Y aún el concierto de La Madrileña, con origen en su grabación Dixerunt, proyecto realizado con una Beca Leonardo a Investigadores y Creadores Culturales 2021 de la Fundación BBVA, se fija en Mauro D’Alay y Domenico Scarlatti. Del primero se sabe poco salvo algún dato sobre su estancia en su Parma natal, lo que le vincula de inmediato con Corselli y con Isabel de Farnesio, a quien acompaña en su destino madrileño. Una vez más, surge la importancia de la mujer en la corte española como agente fundamental en la vida cotidiana y en otras de más largo alcance: es algo muy evidente en el ámbito de los Austrias, donde las mujeres asumieron con regularidad responsabilidades importantes en relación con la política y la salvaguarda religiosa, y en el espacio dinástico de los borbones, extendiéndose hacia el ejercicio de las ciencias y el arte. Isabel de Farnesio estaba versada en muy distintas disciplinas, desde la geografía a la historia y la retórica, era una destacada políglota y una diletante versada en música, danza y pintura.
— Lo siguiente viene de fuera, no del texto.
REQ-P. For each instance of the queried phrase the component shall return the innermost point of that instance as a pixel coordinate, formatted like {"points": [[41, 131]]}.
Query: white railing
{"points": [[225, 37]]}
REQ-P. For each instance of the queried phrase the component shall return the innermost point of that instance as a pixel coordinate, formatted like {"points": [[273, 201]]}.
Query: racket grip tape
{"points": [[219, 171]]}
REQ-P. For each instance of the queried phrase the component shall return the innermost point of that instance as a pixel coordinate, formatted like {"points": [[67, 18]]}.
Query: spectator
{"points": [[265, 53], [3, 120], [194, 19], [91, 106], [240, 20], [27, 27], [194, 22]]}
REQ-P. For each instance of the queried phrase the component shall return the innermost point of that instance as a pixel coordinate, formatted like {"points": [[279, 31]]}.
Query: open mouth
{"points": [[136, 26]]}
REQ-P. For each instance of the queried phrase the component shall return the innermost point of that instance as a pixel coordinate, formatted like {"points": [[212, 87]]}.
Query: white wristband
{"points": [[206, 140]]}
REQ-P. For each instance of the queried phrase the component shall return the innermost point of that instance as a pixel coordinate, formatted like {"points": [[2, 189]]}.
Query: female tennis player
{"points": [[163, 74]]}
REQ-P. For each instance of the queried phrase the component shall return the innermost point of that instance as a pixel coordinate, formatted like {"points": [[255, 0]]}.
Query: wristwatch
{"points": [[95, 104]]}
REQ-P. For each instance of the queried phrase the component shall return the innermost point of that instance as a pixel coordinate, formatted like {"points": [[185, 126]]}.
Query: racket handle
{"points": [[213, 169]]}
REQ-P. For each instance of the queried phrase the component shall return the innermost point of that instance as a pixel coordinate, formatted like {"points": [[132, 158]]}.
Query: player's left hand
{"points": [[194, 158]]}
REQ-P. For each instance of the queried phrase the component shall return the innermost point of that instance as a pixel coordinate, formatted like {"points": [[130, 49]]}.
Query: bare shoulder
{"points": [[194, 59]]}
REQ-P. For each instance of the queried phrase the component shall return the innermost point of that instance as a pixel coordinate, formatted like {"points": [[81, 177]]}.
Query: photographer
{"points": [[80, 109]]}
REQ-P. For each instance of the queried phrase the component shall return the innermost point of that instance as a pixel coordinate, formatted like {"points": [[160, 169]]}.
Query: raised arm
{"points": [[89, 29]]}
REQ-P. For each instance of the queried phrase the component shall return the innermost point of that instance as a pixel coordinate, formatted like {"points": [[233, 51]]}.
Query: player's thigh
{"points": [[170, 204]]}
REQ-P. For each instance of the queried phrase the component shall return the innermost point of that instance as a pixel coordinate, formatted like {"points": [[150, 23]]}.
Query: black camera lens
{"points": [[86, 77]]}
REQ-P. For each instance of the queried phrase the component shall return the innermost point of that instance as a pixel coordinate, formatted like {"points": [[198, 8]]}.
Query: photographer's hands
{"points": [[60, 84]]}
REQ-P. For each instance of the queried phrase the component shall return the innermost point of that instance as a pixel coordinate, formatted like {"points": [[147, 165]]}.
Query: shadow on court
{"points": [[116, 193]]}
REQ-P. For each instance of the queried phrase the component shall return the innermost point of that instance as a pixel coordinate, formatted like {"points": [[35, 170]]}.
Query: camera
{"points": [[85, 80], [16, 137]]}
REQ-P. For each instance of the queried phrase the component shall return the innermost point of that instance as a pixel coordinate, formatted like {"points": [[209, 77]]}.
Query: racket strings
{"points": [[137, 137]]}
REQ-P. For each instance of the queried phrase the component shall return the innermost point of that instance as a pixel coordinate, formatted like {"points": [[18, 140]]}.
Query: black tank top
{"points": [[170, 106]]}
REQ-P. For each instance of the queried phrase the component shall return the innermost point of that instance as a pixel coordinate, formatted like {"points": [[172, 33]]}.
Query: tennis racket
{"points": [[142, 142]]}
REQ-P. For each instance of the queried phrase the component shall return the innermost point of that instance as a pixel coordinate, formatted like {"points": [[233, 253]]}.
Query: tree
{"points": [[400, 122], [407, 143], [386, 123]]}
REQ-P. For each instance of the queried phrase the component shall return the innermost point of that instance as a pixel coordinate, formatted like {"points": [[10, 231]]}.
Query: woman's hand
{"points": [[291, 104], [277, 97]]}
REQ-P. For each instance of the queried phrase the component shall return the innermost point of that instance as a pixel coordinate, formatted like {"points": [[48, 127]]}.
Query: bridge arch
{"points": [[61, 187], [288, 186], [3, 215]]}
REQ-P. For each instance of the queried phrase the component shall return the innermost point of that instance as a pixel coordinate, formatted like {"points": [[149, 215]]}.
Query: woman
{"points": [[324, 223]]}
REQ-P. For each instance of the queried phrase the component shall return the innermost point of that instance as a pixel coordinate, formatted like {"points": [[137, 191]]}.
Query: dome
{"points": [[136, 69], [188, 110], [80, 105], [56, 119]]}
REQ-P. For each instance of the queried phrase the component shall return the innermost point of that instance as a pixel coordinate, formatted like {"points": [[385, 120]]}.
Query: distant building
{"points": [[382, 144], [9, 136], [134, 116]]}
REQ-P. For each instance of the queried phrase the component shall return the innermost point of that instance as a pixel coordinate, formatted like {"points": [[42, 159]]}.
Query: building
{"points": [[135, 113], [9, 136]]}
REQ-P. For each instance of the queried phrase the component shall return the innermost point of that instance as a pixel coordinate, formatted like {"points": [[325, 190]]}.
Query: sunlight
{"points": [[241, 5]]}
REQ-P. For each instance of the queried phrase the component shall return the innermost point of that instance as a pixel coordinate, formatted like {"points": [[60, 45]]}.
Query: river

D’Alay fue el violinista favorito de la reina española, y en su ejercicio profesional reunió una fortuna considerable que, para disgusto de sus parientes, legó casi en su totalidad a una orden religiosa de su ciudad, a la que volvió tras la muerte de Felipe V. Es entonces cuando aparece en escena Bárbara de Braganza, quien trae consigo a Domenico Scarlatti.
Las obras de Sammartini y D’Alay advierten sobre un uso musical cercano a la vida privada de la familia real; un ámbito más íntimo y propio del entretenimiento, en este caso bajo la supervisión del sumillier de corps. Conciertos o academias, música de tecla y para agrupaciones instrumentales con derivaciones sinfónicas dan lugar a la presencia de Farinelli, Brunetti, Facco, Conforto, Antonio Soler y Scarlatti, este último como maestro y definidor de un tipo de sonata instrumental que rompe con la tradición musical francesa impuesta a la llegada de Felipe V, retoma un origen italiano y se inserta en una tradición de profunda raigambre hispana. Scarlatti es una referencia absoluta en un siglo en el que la definición de lo español sigue la huella de una pluralidad cultural aún vigente y en la que a lo distintivo se une lo importado con una contundencia innegable. El compositor de Nápoles es un ejemplo evidente, tanto en su obra profana como en aquellos gestos sacros (una muestra de los cuales está presente en este programa) en los que se evidencia la aproximación a un estilo libre, de inclinación galante e indudable buen gusto. Así lo expresó el compositor y flautista Johann Joachim Quantz al escucharlo en Roma antes de que Scarlatti llegara a la corte española, en donde todavía tenía valor el stilo antiquo dominado por el contrapunto «revestido de gravedad, decoro y modestia», escaparate que alertó a Felipe V en su llegada a la España, dura, severa y concentrada. Por eso, Francisco Máximo de Moya y Torres, en su Manifiesto universal de los males envejecidos que España padece, aún señalaba en 1730 los «lamentos, desnudez, hambre, pobreza, despoblación, fuga de gentes», refiriéndose a un ámbito social estrictamente llano que permanecía muy lejos de aquella corte que, en un portentoso renacimiento, asumió pronto la peluca blanca rizada para los hombres, y en las mujeres los lazos y flores en la cabeza que llamaban jardín. Y cuya música tanto se aproximó a la que ahora suena.